At 'medium-high' risk of terrorist financing

Malta is at a high risk of being used for money laundering and at a “medium-high” risk of terrorist financing, a national study has found.

The 2017 assessment, which had not yet been published by the government on security grounds, found Malta to be at a “high” risk of receiving foreign proceeds of crime and a “medium-high” risk of local crime.

In a presentation of the results made by the authorities to financial industry stakeholders last month, tax evasion and local criminal groups were said to be the highest threat drivers of money-laundering identified by the national assessment.

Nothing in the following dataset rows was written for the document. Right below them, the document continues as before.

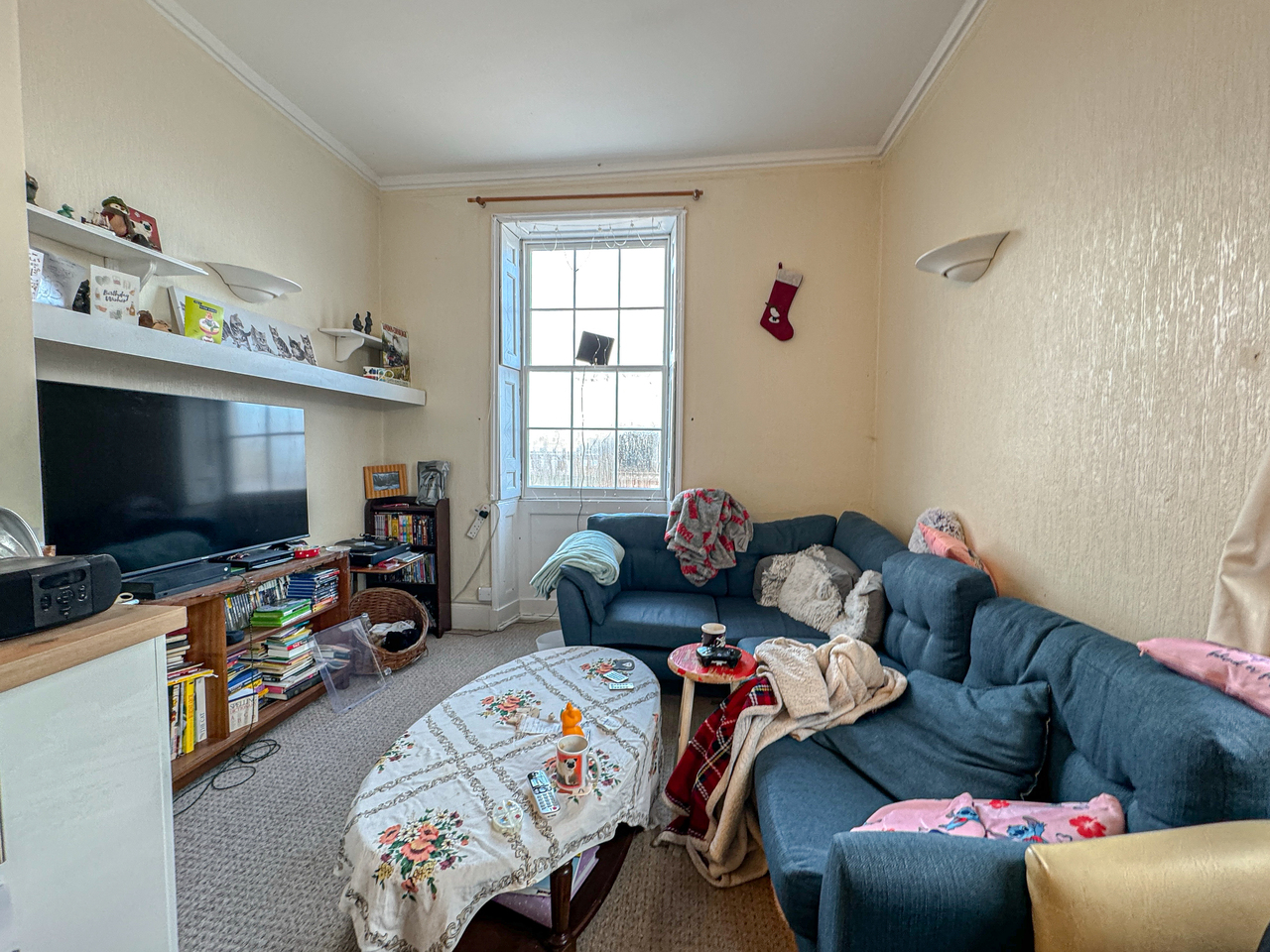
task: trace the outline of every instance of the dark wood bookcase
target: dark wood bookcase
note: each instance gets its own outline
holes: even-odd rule
[[[437,556],[437,581],[403,581],[400,572],[376,572],[357,569],[368,585],[394,588],[409,592],[428,607],[428,613],[436,623],[439,637],[450,631],[450,500],[442,499],[437,505],[419,505],[414,496],[381,496],[366,500],[366,532],[375,532],[375,517],[387,515],[431,515],[436,522],[436,536],[432,545],[410,546],[413,552],[433,552]]]
[[[229,677],[226,659],[229,647],[225,644],[225,597],[237,592],[249,592],[265,581],[292,572],[307,572],[316,569],[339,569],[339,594],[335,603],[287,623],[287,627],[301,621],[309,621],[314,631],[348,621],[348,599],[352,597],[352,576],[348,571],[348,552],[323,552],[312,559],[292,559],[282,565],[258,569],[206,585],[192,592],[154,602],[156,605],[182,605],[189,625],[189,651],[185,660],[201,664],[216,673],[207,679],[207,740],[201,740],[194,749],[171,762],[171,786],[180,790],[211,767],[227,760],[244,744],[254,740],[267,730],[286,720],[305,704],[310,704],[326,693],[326,685],[318,682],[287,701],[269,701],[260,706],[255,724],[230,732]],[[248,628],[248,640],[260,641],[273,635],[277,628]],[[236,647],[236,646],[235,646]]]

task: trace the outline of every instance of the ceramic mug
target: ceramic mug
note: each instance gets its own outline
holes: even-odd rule
[[[701,644],[706,647],[723,647],[728,644],[728,626],[719,622],[706,622],[701,626]]]
[[[561,787],[585,786],[587,751],[591,744],[580,734],[565,734],[556,741],[556,779]]]

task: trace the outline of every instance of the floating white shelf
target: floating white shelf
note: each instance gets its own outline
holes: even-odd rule
[[[51,241],[77,248],[105,259],[105,267],[135,274],[141,286],[154,277],[171,278],[185,274],[207,274],[202,268],[187,264],[152,248],[136,245],[116,237],[113,232],[95,225],[71,221],[56,212],[27,203],[27,231]]]
[[[149,327],[121,324],[108,317],[76,314],[62,307],[32,305],[30,308],[32,324],[36,330],[37,362],[39,345],[64,344],[86,350],[126,354],[145,360],[201,367],[239,377],[259,377],[300,387],[331,390],[390,404],[423,406],[425,400],[425,393],[422,390],[367,380],[326,367],[314,367],[297,360],[283,360],[268,354],[239,350],[227,344],[207,344],[177,334],[164,334]]]
[[[293,281],[255,268],[244,268],[241,264],[208,261],[207,267],[221,275],[221,281],[230,286],[230,291],[244,301],[254,303],[272,301],[278,294],[295,294],[304,289]]]
[[[375,350],[384,349],[384,338],[376,338],[372,334],[362,334],[359,330],[352,330],[348,327],[319,327],[318,330],[328,338],[335,338],[335,359],[340,363],[357,353],[357,348],[359,347],[368,347]]]

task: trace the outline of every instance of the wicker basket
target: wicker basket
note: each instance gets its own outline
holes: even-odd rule
[[[359,614],[368,614],[371,625],[380,625],[382,622],[414,622],[419,626],[419,640],[405,651],[385,651],[373,641],[372,636],[371,651],[375,652],[375,660],[380,663],[380,668],[384,669],[385,674],[399,671],[406,665],[413,664],[415,659],[428,654],[428,630],[432,627],[432,619],[428,617],[428,609],[423,603],[409,592],[401,592],[400,589],[366,589],[353,595],[348,603],[348,612],[352,618]],[[358,674],[366,674],[366,671],[358,671]]]

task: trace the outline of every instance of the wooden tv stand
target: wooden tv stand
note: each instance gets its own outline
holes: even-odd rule
[[[234,757],[245,744],[326,693],[326,685],[319,680],[314,687],[293,698],[262,704],[255,724],[230,734],[229,678],[225,671],[225,659],[229,655],[225,644],[225,597],[236,592],[249,592],[283,575],[314,571],[328,566],[339,569],[339,595],[335,598],[335,603],[288,622],[286,626],[290,627],[302,619],[309,619],[315,631],[321,631],[331,625],[348,621],[348,600],[352,597],[348,552],[323,551],[321,555],[312,559],[293,559],[268,569],[232,575],[212,585],[149,603],[182,605],[185,609],[189,625],[189,651],[185,658],[190,664],[206,665],[216,671],[215,678],[207,679],[207,740],[199,741],[190,753],[171,762],[173,790],[180,790],[208,768]],[[276,631],[278,630],[248,628],[248,640],[258,641]]]

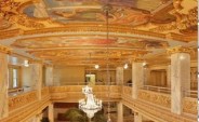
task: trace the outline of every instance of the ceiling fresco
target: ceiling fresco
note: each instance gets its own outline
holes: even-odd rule
[[[110,37],[104,36],[66,36],[66,37],[42,37],[16,40],[12,46],[19,49],[51,49],[51,48],[127,48],[127,49],[167,49],[169,43],[159,40],[145,40],[142,38]]]
[[[165,64],[167,49],[196,48],[197,18],[196,0],[2,0],[0,44],[52,64],[87,65],[92,54],[105,65],[107,46],[115,65],[136,56]]]

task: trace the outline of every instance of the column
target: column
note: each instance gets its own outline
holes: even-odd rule
[[[150,69],[145,66],[144,68],[144,85],[149,85],[149,81],[150,81]]]
[[[31,60],[31,80],[34,82],[34,90],[38,92],[38,98],[41,100],[42,89],[42,62]]]
[[[53,106],[53,104],[49,105],[48,110],[49,110],[48,111],[49,121],[54,122],[54,106]]]
[[[123,85],[123,67],[116,68],[116,83],[117,85]]]
[[[132,95],[133,98],[136,99],[138,96],[138,89],[141,89],[144,85],[144,68],[143,68],[143,60],[136,58],[132,64],[132,83],[133,83],[133,90]]]
[[[171,65],[167,68],[167,86],[171,87]]]
[[[117,104],[117,113],[118,113],[117,122],[123,122],[123,104],[121,101]]]
[[[143,117],[138,112],[134,112],[134,122],[143,122]]]
[[[171,54],[171,111],[182,113],[183,97],[190,91],[190,49],[177,46],[168,50]]]
[[[45,84],[47,86],[53,86],[53,66],[47,66]]]
[[[10,50],[8,48],[0,45],[0,119],[9,116],[9,95],[8,95],[8,89],[9,89],[8,53],[9,52]]]

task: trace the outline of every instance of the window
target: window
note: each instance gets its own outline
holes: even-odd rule
[[[17,87],[18,86],[18,79],[17,79],[17,69],[13,69],[13,78],[12,78],[12,81],[13,81],[13,89]]]

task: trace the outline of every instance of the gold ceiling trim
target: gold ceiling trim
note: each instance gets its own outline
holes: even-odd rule
[[[76,27],[78,26],[78,27]],[[17,36],[32,36],[32,35],[41,35],[41,33],[61,33],[61,32],[106,32],[106,28],[104,26],[100,25],[68,25],[68,27],[53,27],[53,28],[41,28],[41,29],[35,29],[35,30],[22,30],[22,29],[13,29],[13,30],[6,30],[1,31],[0,39],[9,39],[14,38]],[[194,35],[193,37],[187,37],[184,35],[178,33],[158,33],[158,32],[151,32],[151,31],[145,31],[145,30],[136,30],[131,27],[124,27],[124,26],[111,26],[110,32],[112,33],[125,33],[125,35],[140,35],[140,36],[146,36],[146,37],[152,37],[152,38],[160,38],[160,39],[172,39],[175,41],[182,41],[182,42],[189,42],[191,40],[196,40],[197,36]],[[80,36],[79,33],[72,35],[72,36]],[[82,35],[84,36],[84,35]],[[87,35],[85,35],[87,36]],[[92,35],[91,35],[92,36]],[[120,37],[127,37],[127,36],[120,36]],[[129,37],[131,38],[131,37]],[[134,38],[134,37],[133,37]],[[144,37],[141,37],[144,38]],[[191,40],[190,40],[191,39]]]
[[[0,45],[0,53],[11,54],[12,50],[10,48],[8,48],[8,46]]]
[[[185,46],[175,46],[168,49],[167,53],[169,55],[175,54],[175,53],[188,53],[191,54],[194,53],[194,50],[191,48],[185,48]]]

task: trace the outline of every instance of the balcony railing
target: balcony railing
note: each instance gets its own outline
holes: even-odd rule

Drug trafficking, fraud, corruption and bribery were ranked as “medium-high” money-laundering threats.

National assessment identifies highest threats

Tax evasion was estimated at 5% of GDP, while the OECD average was put at 3%, according to the same presentation.

Revenue from the illicit market is thought to reach 1.4% of GDP, higher than the EU average of 0.9%.

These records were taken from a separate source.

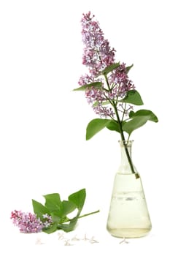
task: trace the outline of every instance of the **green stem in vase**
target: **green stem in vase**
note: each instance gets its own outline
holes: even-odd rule
[[[109,89],[109,91],[111,91],[110,86],[109,86],[109,83],[108,82],[107,75],[104,75],[104,78],[105,78],[105,80],[106,80],[108,89]],[[119,128],[120,128],[120,133],[121,140],[122,140],[123,146],[125,148],[126,157],[128,158],[128,163],[129,163],[129,165],[130,165],[131,169],[131,172],[132,172],[132,173],[135,174],[136,178],[139,178],[139,175],[138,173],[136,173],[135,172],[135,170],[134,170],[134,165],[133,165],[133,163],[132,163],[132,161],[131,161],[131,158],[130,157],[130,154],[129,154],[129,152],[128,152],[128,146],[127,146],[127,144],[125,143],[125,135],[124,135],[124,133],[123,133],[123,128],[122,128],[122,122],[120,121],[120,117],[119,117],[119,113],[118,113],[118,111],[117,111],[117,107],[116,107],[116,104],[115,104],[114,99],[112,102],[110,102],[112,105],[112,106],[114,108],[114,110],[115,110],[115,115],[116,115],[116,117],[117,117],[117,123],[118,123],[118,125],[119,125]]]

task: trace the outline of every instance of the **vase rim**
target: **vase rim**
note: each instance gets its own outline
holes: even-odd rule
[[[129,145],[131,145],[133,143],[134,143],[134,140],[118,140],[118,143],[120,143],[120,145],[121,145],[121,146],[123,146],[123,144],[125,143],[125,145],[128,145],[128,146],[129,146]]]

Industry stakeholders were told that Malta’s large financial sector was one of the biggest drivers of the island’s “high” threat from the laundering of foreign proceeds of crime.

The national risk assessment said that funds generated from offences committed in high-risk nearby countries posed a high money-laundering threat to Malta.

Malta’s banking sector, company service providers, lawyers and trustees as well as remote gaming were found to pose the highest risk of being used for money-laundering.

The country’s overall terrorist financing threat was deemed to be “medium-high”.

According to the study, the island’s geographic location exposes the country to terrorist organisations in neighbouring states. It said an influx of refugees from neighbouring countries could be exploited by terrorist organisations, leading to the possibility of terrorist organisations infiltrating the EU.

Cross-border cash transactions and high levels of remittances were found to pose a threat due to the difficulty of monitoring such money flows.

The risk assessment found weaknesses in controls of cash movements at sea terminals and at the airport.

It said people intending to finance terrorism could take advantage of the lack of oversight of certain complex products and transactions.

The results pointed out that the international Financial Action Task Force highlighted virtual currencies as one of the key emerging risks for money-laundering, terrorist-financing, tax evasion and fraud.

Since the risk assessment conducted last year, the government has announced a national anti-money-laundering and terrorist-financing strategy and supporting action plan.

A national coordinating committee was set up to direct and oversee the implementation of the strategy. One of the pillars of the strategy is the establishment of an effective asset recovery unit. Such a unit was established on paper in 2015 but only became operational in 2017.

Replying to questions by the Times of Malta, a Finance Ministry spokesman said the action plan to implement the anti-money-laundering strategy came up with 47 tasks to specifically address every risk indicated in the national assessment.

The spokesman said the results of the national risk assessment and the action plan would be made available online.